Ainda, Sara Ferreira crê que as pessoas respeitavam e confiavam mais na figura dx farmacêuticx no passado. “Não sei se é em relação a nós ou com toda a gente, mas [as pessoas] estão mais desconfiadas e qualquer coisa é motivo de exaltação. Reclamam por tudo e por nada, mesmo quando não é culpa nossa, como quando o médico não receitou o medicamento ou não aparece na receita”, declara. A farmacêutica, que trabalha há mais de dez anos no ramo, acredita que “com as receitas eletrónicas, deu-se uma melhoria muito grande em relação às receitas em papel para as pessoas”. No entanto, acabam por gerar alguma desconfiança. As pessoas mais velhas são o público que mais recorre à farmácia e as novas tecnologias atrapalham-nos, o que resulta em menos confiança. “Durante este tempo de pandemia, para eles foi muito complicado receber receitas por mensagem e acabam por chegar à farmácia e pedir-nos para vermos no telemóvel deles o que é que eles precisam”, adiciona. Segundo a farmacêutica, as pessoas recorriam muitas vezes à farmácia para pedir ajuda.

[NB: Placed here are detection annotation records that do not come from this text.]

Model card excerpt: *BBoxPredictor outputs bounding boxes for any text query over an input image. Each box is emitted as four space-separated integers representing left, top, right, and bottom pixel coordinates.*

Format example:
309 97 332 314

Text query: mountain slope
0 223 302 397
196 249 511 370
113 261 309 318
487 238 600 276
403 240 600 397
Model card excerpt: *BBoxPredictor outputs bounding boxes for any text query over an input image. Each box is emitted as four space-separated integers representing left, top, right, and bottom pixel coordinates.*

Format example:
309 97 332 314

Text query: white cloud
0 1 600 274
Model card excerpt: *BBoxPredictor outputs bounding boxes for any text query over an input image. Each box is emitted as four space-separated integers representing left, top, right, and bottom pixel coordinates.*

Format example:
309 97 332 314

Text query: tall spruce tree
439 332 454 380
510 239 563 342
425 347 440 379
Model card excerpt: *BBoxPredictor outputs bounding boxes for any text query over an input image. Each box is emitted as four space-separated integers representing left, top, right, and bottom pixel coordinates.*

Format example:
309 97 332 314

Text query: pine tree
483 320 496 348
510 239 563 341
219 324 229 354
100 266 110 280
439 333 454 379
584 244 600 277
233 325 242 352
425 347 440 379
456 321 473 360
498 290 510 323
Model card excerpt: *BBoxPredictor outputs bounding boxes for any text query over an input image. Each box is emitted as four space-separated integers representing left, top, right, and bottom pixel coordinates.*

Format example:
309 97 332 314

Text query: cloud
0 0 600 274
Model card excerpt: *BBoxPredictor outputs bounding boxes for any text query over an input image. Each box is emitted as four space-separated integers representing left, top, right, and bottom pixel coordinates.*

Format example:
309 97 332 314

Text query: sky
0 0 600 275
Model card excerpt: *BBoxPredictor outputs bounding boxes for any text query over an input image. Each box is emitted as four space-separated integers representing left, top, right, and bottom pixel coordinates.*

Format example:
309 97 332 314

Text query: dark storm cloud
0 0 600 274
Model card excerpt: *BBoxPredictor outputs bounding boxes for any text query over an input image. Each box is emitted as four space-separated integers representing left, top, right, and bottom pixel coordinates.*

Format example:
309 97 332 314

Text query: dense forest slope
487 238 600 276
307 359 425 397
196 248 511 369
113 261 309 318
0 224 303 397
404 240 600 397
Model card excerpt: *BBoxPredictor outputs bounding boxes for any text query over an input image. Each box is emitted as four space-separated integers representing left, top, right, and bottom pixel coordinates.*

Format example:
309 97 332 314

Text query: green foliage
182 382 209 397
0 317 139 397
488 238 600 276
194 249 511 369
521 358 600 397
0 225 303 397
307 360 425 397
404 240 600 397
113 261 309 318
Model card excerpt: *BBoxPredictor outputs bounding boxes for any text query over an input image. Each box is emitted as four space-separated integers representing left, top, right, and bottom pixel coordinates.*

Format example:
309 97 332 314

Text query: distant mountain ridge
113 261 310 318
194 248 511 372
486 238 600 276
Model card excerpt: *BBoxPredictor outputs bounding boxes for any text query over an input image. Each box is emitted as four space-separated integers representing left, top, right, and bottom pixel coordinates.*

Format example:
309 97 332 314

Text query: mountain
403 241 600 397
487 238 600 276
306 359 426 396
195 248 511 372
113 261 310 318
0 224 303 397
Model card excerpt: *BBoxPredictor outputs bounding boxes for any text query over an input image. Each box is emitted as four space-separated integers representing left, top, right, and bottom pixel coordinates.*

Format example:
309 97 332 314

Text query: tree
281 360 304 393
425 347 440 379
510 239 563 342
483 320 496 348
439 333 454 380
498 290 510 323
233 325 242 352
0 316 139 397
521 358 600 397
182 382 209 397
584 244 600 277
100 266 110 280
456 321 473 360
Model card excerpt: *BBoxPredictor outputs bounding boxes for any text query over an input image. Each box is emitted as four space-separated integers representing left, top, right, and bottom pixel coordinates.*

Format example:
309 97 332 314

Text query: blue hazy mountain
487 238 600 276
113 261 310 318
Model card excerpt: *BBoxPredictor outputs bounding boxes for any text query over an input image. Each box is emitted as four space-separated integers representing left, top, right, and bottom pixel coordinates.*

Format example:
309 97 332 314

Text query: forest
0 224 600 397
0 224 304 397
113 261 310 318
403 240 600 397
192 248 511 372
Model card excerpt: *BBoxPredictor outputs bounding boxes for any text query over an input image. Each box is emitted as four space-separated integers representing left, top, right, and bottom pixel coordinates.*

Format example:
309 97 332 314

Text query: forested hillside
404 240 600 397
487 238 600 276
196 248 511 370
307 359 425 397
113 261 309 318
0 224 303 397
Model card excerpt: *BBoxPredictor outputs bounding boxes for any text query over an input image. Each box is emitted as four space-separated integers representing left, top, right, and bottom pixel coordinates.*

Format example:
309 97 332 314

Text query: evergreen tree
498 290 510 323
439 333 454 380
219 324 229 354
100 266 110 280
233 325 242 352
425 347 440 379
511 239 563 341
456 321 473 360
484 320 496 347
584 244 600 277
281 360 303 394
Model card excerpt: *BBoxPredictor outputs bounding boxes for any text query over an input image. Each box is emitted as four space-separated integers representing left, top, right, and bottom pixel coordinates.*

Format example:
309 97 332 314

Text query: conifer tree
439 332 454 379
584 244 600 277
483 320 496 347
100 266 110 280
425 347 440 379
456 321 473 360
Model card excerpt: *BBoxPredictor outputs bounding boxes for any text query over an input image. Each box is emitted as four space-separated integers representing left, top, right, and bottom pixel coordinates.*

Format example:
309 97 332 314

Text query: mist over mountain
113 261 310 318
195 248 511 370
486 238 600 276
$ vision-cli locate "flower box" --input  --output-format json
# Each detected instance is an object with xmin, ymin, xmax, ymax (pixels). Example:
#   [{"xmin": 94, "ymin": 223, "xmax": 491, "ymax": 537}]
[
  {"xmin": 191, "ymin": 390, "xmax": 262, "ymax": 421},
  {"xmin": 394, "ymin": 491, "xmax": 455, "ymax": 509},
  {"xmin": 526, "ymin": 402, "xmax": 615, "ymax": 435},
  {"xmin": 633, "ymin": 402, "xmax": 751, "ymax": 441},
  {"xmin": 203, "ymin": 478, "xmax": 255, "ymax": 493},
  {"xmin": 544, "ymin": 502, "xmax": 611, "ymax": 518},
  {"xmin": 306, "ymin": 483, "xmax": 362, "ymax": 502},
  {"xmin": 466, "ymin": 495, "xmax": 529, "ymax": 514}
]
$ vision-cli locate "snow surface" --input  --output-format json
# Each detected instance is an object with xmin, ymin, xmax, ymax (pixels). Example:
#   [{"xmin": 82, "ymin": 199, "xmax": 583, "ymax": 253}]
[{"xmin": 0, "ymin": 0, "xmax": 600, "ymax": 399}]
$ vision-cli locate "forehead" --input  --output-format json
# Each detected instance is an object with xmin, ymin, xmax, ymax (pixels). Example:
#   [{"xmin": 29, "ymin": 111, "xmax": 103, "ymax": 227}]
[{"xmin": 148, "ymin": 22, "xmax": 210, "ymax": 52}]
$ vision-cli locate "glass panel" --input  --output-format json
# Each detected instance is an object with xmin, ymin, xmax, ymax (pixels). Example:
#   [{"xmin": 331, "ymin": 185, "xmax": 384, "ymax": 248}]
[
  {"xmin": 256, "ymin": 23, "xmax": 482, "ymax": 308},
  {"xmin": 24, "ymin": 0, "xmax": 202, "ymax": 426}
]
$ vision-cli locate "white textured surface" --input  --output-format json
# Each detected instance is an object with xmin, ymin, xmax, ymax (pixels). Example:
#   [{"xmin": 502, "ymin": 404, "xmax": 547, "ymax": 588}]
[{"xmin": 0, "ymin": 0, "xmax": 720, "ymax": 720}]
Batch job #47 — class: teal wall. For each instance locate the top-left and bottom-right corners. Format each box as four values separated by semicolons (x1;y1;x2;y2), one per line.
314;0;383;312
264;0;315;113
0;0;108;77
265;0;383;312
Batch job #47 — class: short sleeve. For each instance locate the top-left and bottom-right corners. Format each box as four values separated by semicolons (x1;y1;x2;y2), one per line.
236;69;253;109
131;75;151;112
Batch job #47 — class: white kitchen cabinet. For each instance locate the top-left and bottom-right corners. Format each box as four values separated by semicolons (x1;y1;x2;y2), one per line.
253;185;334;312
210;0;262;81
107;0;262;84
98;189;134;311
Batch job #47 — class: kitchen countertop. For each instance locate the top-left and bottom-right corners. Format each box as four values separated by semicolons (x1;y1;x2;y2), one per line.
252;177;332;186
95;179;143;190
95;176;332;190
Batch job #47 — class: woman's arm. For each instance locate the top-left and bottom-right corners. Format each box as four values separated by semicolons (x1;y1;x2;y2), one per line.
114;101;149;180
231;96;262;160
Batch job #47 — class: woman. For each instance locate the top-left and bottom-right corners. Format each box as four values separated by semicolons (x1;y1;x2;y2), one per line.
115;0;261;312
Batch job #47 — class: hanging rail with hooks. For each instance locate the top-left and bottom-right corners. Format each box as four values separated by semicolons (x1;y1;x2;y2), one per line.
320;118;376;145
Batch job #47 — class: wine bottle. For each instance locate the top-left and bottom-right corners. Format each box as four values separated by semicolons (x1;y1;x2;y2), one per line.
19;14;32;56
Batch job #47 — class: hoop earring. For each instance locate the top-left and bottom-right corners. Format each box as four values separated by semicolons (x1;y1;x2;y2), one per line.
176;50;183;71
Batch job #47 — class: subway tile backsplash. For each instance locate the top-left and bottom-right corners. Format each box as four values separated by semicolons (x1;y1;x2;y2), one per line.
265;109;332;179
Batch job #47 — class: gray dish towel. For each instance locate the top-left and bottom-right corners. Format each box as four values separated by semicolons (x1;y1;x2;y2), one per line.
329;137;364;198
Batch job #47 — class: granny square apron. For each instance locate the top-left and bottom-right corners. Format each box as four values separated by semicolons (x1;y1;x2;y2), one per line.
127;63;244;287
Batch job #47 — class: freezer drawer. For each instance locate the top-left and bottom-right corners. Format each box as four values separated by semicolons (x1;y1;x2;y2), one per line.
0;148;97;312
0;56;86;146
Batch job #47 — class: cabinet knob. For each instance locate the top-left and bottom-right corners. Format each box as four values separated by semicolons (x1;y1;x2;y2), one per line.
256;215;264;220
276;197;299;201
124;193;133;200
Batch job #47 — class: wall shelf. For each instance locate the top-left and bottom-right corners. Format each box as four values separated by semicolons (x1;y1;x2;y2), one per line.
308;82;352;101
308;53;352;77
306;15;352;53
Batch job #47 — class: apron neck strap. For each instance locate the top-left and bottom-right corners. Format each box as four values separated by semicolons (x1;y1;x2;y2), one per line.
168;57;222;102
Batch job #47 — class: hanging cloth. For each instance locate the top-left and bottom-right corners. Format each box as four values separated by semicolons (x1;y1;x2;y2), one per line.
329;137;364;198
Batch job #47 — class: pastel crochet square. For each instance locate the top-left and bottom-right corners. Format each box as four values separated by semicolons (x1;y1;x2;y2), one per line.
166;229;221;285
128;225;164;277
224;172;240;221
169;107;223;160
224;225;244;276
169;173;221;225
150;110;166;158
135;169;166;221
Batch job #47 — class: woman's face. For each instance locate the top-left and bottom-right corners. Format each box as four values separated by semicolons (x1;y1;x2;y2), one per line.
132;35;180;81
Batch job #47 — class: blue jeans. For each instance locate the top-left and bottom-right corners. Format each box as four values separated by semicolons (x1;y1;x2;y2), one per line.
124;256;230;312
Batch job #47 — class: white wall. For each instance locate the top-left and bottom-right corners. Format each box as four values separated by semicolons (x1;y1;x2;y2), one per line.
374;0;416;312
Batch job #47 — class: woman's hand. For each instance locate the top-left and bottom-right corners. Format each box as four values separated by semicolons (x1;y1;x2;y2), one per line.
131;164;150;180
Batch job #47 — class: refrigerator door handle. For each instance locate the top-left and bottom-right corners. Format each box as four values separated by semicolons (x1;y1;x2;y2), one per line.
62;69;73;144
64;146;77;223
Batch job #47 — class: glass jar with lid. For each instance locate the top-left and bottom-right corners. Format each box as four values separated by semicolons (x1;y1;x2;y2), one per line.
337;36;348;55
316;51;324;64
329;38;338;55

Atualmente, discute-se amplamente no campo social a dificuldade de acesso aos medicamentos. De acordo com Sara Ferreira, “há sempre medicamentos esgotados por diversas razões”. Seja por problemas de fabrico ou mudança de cartonagem, o medicamento fica indisponível durante algum tempo. Em momentos, não há outra hipótese, no entanto, na maior parte dos casos, a medicina consegue receitar um equivalente. Todavia, a especialista confirma que podem também ser outras razões que as farmácias desconhecem. Segundo a mesma, “muitas vezes, o medicamento não dá lucro à empresa que o faz, já que o preço deste também é regulado pelo Estado e, às vezes, o medicamento é tão barato que não compensa à indústria produzi-lo e então deixar de ser fabricado”. Por outro lado, Sara Ferreira refere que, noutras vezes, certos medicamentos voltam a ser vendidos depois das empresas tentarem negociar com o Estado para aumentar o preço de forma que se torne rentável produzi-los.

Para além dos problemas que já se arrastam na indústria farmacêutica por alguns anos, a pandemia também teve o seu impacto. A pandemia foi “uma coisa arrebatadora”. “Tudo mudou desde máscaras, luvas, medo. Nós próprios tínhamos muito medo de trabalhar”. Da mesma forma, a pandemia limitou a quantidade de pessoas que podiam estar dentro da farmácia. “Com o distanciamento chegamos a ter filas que andavam pela rua fora”, salienta a farmacêutica quanto ao impacto nas questões de logística. A especialista relembra também as muitas “reclamações das pessoas quanto aos preços”. Posteriormente, o Estado fixou margens de preços após “um período bastante caótico”.

Os sucessivos momentos difíceis que a indústria tem atravessado levanta questões sobre o futuro da mesma. Sara Ferreira aponta que atualmente já existem vendas online a aparecer, e nota-se que muitas farmácias já começam a apostar nesse mercado que já se tem vindo a expandir. O futuro da farmácia pode, assim, passar muito pela passagem para o digital. “Durante a pandemia houve muitas pessoas a pedir entregas em casa e nós tentamos fazer isso da melhor forma”, recorda Sara. Para a especialista, faz sentido “virar-se para as vendas online” pois, é “o que dá mais lucro”. “Os medicamentos sujeitos a receita médica antes davam mais lucro. A farmácia conseguia o lucro quase todo e hoje em dia já não. A grande massa de lucro vem de produtos de venda livre ou cosméticos”, conclui a farmacêutica.